Rocío Molina utilise beaucoup le sol, et les volants de son costume deviennent queue, tente, oreiller même.
Photo: Pablo Guidali Rocío Molina utilise beaucoup le sol, et les volants de son costume deviennent queue, tente, oreiller même.

Elle a choisi le flamenco parce que c’était la danse de sa terre, la danse de l’Espagne. Et après, elle a laissé l’inspiration venir de partout : de Nietzsche et de Dante, du cinéaste Pasolini et du peintre Jérôme Bosch, du rock et du tango. Et surtout, elle a laissé son corps parler. « Je n’ai jamais fait de danse contemporaine. Ce que je veux, c’est donner toute la liberté à mon corps. Au début, j’improvise. Je puise l’inspiration, parfois dans un livre, dans des conversations. Et je laisse mon corps inventer un langage », dit Rocío Molina en entrevue en espagnol.

Les 7 et 8 juin prochains, son spectacle Caida del cielo sera présenté au Monument-National dans le cadre du Festival TransAmérique (FTA). La conception de ce spectacle a germé alors que Rocío Molina et son directeur artistique, Carlos Marquerie, relisaient Dante et contemplaient les toiles de Jérome Bosch.

Le flamenco pourrait y être métissé, transcendé, pulvérisé, pour ne laisser à nu que l’âme de la danseuse. « J’aime aller dans les extrêmes, poursuit-elle. J’essaie de chercher l’équilibre dans l’instable. »

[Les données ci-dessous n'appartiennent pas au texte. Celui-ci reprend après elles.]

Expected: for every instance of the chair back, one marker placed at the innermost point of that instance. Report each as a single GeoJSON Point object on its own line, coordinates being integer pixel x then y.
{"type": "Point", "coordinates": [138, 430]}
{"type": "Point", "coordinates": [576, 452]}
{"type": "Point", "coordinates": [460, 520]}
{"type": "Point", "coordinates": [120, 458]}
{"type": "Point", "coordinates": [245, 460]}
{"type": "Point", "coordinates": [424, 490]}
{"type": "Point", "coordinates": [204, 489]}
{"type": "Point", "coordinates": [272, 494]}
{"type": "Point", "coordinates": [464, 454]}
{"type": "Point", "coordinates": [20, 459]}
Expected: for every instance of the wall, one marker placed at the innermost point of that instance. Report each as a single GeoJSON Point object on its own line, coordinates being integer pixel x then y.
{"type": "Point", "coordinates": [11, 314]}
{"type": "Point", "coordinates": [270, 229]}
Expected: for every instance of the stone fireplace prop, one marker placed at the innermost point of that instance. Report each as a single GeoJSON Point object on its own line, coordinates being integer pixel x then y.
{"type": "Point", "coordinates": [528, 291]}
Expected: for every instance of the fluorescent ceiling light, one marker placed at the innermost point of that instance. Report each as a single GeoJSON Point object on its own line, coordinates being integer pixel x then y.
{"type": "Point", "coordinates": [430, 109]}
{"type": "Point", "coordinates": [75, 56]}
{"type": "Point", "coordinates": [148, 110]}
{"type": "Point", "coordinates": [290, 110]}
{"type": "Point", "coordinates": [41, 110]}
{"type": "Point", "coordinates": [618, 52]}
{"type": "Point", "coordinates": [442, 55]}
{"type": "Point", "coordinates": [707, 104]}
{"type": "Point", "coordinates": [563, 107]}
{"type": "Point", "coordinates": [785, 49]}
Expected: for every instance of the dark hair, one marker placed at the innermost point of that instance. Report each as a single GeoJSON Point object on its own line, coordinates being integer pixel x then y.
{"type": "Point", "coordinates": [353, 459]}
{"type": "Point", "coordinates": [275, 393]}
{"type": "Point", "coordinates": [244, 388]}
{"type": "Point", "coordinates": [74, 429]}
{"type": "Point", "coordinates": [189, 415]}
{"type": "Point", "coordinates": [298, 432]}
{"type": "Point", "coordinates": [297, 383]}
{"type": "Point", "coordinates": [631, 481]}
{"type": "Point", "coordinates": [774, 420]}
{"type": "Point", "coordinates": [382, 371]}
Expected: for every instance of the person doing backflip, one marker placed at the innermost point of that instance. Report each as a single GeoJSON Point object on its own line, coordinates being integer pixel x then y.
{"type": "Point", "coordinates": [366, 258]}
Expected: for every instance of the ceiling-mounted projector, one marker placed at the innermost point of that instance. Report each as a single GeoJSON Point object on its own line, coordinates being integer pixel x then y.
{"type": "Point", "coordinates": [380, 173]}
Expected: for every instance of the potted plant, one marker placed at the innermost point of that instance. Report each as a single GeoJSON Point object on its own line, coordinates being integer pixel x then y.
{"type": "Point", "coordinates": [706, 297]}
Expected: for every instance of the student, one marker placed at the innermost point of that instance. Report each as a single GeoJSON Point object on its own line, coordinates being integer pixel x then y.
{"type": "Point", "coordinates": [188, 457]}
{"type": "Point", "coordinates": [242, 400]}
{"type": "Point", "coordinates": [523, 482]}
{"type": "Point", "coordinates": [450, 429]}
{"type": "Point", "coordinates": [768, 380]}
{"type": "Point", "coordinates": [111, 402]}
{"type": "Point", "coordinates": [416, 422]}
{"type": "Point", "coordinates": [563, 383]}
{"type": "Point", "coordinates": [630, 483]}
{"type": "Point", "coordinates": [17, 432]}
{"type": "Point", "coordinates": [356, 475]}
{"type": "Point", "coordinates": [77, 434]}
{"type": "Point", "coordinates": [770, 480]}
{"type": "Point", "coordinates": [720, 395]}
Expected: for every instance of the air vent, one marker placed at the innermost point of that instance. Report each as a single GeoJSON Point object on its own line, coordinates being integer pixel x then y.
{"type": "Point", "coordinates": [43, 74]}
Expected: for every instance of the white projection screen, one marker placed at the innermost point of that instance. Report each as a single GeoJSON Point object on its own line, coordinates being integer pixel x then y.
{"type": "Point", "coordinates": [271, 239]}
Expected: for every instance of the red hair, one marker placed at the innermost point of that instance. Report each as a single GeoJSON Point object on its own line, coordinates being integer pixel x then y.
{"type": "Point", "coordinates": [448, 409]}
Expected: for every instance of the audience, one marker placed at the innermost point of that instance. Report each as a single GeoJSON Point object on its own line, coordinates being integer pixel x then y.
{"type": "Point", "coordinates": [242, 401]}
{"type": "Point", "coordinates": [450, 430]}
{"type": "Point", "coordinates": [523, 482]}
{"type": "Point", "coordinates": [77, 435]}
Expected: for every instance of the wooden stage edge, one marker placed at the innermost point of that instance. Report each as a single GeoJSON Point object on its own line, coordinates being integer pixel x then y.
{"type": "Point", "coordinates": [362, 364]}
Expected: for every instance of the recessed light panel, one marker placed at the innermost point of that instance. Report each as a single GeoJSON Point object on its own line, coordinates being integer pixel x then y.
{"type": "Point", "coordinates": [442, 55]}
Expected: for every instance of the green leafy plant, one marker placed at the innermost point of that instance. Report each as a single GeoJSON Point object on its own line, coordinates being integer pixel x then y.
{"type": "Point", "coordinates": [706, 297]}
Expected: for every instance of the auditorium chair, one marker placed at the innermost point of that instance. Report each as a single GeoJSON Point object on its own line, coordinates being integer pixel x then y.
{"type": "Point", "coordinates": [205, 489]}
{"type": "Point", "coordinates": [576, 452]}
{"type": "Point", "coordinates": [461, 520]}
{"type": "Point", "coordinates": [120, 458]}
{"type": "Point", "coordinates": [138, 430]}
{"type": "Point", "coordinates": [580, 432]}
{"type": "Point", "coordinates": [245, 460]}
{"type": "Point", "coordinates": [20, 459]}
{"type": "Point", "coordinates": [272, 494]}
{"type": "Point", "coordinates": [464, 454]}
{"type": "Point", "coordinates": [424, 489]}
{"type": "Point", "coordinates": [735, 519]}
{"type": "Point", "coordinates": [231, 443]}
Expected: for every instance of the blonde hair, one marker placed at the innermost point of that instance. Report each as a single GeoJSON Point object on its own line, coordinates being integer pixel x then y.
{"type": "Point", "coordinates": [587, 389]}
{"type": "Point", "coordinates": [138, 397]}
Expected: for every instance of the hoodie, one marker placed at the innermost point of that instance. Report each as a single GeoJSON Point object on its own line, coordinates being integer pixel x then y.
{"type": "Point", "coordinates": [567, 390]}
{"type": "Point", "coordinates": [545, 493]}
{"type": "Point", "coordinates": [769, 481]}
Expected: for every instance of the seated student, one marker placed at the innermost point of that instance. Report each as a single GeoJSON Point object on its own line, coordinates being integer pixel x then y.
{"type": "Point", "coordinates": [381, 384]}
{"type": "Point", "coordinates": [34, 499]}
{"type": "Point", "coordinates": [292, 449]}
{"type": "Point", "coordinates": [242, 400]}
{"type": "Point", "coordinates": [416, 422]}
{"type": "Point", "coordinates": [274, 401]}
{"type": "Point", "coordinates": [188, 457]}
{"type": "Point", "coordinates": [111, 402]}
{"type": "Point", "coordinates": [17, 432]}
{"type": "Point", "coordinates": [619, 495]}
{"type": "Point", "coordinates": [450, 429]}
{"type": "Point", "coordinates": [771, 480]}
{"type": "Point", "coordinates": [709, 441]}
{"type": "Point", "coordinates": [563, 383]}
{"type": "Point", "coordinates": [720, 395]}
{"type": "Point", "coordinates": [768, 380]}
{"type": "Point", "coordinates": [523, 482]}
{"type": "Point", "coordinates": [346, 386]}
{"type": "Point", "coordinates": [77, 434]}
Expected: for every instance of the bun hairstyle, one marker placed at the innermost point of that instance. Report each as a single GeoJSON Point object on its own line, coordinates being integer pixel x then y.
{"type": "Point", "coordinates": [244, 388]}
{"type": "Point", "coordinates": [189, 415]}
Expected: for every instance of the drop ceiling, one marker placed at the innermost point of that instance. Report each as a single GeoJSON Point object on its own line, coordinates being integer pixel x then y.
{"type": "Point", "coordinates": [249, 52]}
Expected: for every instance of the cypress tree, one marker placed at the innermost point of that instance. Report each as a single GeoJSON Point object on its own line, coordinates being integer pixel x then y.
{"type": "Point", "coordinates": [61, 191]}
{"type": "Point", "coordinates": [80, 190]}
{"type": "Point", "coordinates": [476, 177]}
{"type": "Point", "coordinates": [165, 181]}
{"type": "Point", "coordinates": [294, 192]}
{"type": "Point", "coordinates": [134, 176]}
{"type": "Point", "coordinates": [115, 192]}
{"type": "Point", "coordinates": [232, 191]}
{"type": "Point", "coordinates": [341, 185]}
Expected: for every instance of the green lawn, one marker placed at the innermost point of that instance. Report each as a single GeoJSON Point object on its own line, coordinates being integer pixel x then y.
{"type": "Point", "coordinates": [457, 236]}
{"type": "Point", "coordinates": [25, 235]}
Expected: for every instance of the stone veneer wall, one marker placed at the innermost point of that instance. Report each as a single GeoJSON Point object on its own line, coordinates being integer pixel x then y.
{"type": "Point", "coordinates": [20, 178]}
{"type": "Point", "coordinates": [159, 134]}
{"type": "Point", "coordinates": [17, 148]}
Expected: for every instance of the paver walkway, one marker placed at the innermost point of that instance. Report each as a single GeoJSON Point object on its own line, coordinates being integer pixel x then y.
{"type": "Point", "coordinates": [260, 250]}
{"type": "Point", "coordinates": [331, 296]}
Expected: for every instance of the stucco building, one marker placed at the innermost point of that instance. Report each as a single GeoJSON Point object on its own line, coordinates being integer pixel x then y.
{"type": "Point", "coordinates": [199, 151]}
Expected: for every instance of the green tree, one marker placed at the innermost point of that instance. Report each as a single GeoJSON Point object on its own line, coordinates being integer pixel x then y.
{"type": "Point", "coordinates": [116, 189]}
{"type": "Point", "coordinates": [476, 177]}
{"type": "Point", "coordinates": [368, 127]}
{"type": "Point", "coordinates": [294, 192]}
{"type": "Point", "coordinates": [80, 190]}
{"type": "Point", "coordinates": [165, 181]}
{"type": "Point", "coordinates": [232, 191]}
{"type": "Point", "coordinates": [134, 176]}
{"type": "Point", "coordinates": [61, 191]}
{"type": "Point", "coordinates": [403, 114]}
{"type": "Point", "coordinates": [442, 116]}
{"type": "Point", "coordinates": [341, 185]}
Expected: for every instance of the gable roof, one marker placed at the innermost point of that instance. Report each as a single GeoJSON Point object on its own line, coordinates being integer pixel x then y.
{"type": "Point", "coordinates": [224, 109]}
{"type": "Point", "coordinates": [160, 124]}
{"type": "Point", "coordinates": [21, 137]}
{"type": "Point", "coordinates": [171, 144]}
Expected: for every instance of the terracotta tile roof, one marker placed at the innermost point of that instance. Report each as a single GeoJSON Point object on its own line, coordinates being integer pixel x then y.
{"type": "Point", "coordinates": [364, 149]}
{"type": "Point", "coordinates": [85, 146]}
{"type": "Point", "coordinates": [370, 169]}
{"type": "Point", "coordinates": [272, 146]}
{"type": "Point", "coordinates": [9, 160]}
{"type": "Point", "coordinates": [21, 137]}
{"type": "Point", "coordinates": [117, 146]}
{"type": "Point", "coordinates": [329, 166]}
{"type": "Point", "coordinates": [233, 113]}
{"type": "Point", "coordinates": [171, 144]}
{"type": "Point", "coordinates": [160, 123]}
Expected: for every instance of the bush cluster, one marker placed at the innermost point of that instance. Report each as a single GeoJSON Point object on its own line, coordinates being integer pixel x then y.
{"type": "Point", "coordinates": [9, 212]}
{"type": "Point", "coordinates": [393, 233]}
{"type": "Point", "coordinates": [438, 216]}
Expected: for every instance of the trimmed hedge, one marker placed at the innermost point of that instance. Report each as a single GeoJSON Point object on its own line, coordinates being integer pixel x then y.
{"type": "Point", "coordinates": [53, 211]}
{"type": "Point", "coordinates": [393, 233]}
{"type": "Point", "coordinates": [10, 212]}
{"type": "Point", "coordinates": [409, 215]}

De la danse, elle veut livrer les deux visages : le beau et le laid, le blanc et le noir, le fort et le faible. « Souvent, le côté laid des choses est caché dans la danse traditionnelle. Je veux montrer que les danseuses suent, qu’elles sont fatiguées. » Parfois, même, le sang coule. « Il faut voir les deux côtés pour que l’oeuvre soit complète. »

Contrairement aux danseuses de flamenco traditionnelles, Rocío utilise beaucoup le sol, et les volants de son costume deviennent queue, tente, oreiller même. Elle se glisse aussi dans un harnais et porte un sac de croustilles entre les jambes. « Je voulais rendre le fait que je peux exprimer une force et une puissance masculine autant que la délicatesse féminine », dit-elle.

On dit d’ailleurs que le grand danseur classique Mikhaïl Barychnikov lui-même s’est un jour agenouillé devant elle, au terme de l’un de ses spectacles. « C’est une performance qui est extrêmement dure pour le corps, reconnaît la jeune danseuse de 32 ans. Mais pour l’instant, mon corps me permet de le faire. »

D’une grande virtuosité technique, ses musiciens l’accompagnent dans sa quête, troquent volontiers la guitare classique pour la guitare électrique. « Ils sont très ouverts », dit-elle.

Irrévérencieux, à la fois traditionnel et avant-gardiste, le flamenco de Rocío Molina a bien froissé quelques puristes. Molina cite le chanteur de flamenco Enrico Morente, qui a notamment été critiqué pour les libertés qu’il a prises avec son art, et Carlos Montoya, dont on dit qu’il est le fondateur du flamenco moderne. Mais la danseuse et chorégraphe ne s’embarrasse pas de ces catégorisations. D’autant que Caida del cielo a été primé trois fois lundi aux Prix Max qui récompensent les arts de la scène en Espagne, repartant notamment avec le prix de la meilleure chorégraphie et celui de la meilleure interprète féminine. « Mon seul engagement est envers ma propre personne, envers ma subjectivité et ma propre vérité », dit Rocío Molina, ajoutant que, de toute façon, tout la ramène toujours au flamenco.

Caida del cielo

Un spectacle de Danza Molina S.L. Chorégraphie et direction musicale : Rocío Molina. À la salle Ludger-Duvernay du Monument-National, les 7 et 8 juin, dans le cadre du FTA.